The place is the back of a Brooklyn apartment building. An impersonally windowed gray brick wall rises above the square of concrete that serves as a play space for half a dozen children. As the children come and go, squabble and reconcile, bury a dead bird, unearth a buried treasure, and otherwise while away this forlorn Sunday, Mr. Margulies observes the patterns of behavior that differentiate the playmates and at the same time form their common bond.
Although the discovery of the hidden money leads to the play's brief scenes of violence, ''Found a Peanut'' is more concerned with character and incident than with plot.

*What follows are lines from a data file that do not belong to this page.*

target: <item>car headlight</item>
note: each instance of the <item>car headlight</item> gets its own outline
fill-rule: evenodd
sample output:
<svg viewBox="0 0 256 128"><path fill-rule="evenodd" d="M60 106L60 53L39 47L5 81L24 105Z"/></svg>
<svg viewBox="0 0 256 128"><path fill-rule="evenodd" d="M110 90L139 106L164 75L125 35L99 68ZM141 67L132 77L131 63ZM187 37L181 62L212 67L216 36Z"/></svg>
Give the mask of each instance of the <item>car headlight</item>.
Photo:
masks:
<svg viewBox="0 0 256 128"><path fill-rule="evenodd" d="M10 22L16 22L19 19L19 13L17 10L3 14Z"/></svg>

Never overstating his case, Mr. Margulies intimates the ways in which the child may become the father to the man and mother to the woman. The only innocent in the backyard group is Little Earl, a five year old who greets almost every occasion with unalloyed delight and curiosity. He is enchantingly played by Peter MacNicol. The group is completed by 12-year-old Scott (Greg Germann), who throws his weight and his age around until a couple of intruding bullies (Johnathan Walker and Kevin Geer) invade the scene to taunt and terrorize the youngsters.
The performance staged by Claudia Weill is more than just juvenile impersonation a la Lily Tomlin (clever as Miss Tomlin is). By their skills of characterization, the cast members of ''Found a Peanut'' create the illusion of a juvenile world, draw the spectators into it, and enlist our sympathies for these children apprehensively facing their next step into a kind of unknown - the opening of school on Monday. In its short 70 minutes (without intermission) this backward look at a group of city kids becomes an involving theater experience.
Thomas Lynch designed the grubby backyard, with its hostile brick faCade. Beverly Emmons lighted the production and Jane Greenwood costumed the youngsters. B. H. Barry directed the quite terrifying invasion by the bullies. ''Found a Peanut'' is more than child's play.